Phase separation behavior in polyvinyl alcohol/ethylene glycol/water ternary solutions

Abstract In this work, the effects of mixed solvent on the phase separation behavior in PVA/EG/water ternary solutions were studied through the time-resolved light scattering, pulsed NMR and X-ray measurements. The Cahn–Hilliard–Cook (CHC) linear theory at the early stage of spinodal decomposition was first used to discuss the phase separation behavior in PVA solutions. The results showed that an unusual behavior is observed in this system. At the water content above 30 vol% in EG/water mixed solvent, the phase separation of PVA solutions was found to yield the mechanism of spinodal decomposition as described by the linear CHC theory.

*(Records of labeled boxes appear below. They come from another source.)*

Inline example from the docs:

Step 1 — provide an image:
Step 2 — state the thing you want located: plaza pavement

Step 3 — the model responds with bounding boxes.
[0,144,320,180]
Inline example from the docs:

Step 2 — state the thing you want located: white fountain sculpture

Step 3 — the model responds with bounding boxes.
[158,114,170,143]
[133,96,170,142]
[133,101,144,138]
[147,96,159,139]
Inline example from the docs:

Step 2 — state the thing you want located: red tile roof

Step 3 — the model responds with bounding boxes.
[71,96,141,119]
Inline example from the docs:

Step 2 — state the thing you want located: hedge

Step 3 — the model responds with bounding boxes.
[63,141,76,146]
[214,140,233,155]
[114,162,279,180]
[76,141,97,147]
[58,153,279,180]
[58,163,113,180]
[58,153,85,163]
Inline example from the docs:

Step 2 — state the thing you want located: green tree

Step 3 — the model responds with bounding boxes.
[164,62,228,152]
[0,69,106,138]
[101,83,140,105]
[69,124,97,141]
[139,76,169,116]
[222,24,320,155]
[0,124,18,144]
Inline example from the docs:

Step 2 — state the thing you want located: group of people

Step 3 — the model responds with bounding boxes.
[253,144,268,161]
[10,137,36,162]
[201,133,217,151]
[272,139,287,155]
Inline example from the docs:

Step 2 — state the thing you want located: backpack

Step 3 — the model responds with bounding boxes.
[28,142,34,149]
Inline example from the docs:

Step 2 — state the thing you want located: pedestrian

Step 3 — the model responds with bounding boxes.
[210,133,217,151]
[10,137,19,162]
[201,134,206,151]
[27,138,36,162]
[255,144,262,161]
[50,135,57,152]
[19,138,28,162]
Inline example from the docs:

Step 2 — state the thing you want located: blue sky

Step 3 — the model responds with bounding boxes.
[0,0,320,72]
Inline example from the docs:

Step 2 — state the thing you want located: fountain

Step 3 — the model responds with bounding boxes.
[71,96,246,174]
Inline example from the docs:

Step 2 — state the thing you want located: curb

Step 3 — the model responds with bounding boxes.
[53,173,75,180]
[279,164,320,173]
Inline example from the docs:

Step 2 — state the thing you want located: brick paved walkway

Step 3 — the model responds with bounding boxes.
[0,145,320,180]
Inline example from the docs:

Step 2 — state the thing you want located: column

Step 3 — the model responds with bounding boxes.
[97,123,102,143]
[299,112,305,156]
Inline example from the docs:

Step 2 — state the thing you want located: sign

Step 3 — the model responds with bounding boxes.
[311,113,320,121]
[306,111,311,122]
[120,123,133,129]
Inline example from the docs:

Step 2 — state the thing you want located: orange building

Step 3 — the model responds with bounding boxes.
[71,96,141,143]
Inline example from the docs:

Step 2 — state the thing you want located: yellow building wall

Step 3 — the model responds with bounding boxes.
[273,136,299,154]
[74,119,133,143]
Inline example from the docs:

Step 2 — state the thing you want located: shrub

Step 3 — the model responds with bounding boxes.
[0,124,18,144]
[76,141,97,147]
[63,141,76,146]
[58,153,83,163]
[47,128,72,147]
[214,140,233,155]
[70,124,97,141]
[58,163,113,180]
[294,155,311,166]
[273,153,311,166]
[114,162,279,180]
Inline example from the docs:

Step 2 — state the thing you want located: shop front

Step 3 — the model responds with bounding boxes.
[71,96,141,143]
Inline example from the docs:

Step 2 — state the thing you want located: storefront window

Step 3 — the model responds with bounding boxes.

On the contrary, phase separation may occur simultaneously with crystallization and then does not correspond to the linear CHC theory at water content below 30 vol%. The apparent diffusion coefficient of PVA chains in solution decreases rapidly and then approaches zero at water content above 50 vol%, implying that the phase separation of PVA solutions is very difficult to achieve in this work. Finally, the structural change in gel network with water content was investigated through X-ray and 1 H pulsed NMR measurements. The X-ray result shows that the crystallinity of PVA gels decreases with water content. The (1 0 1) diffraction peak related to PVA crystal vanishes for the gels with water content above 30 vol%, indicating that the gelation at this condition should form a low crystalline or an amorphous gel structure. The spin–spin relaxation time T S 2 in the polymer-rich phase of gel changes discontinuously with water content i.e. the increment of the T S 2 value rises rapidly at about 30 vol%. This phenomenon must be related to the change of chain mobility in polymer-rich phase with various gel structures.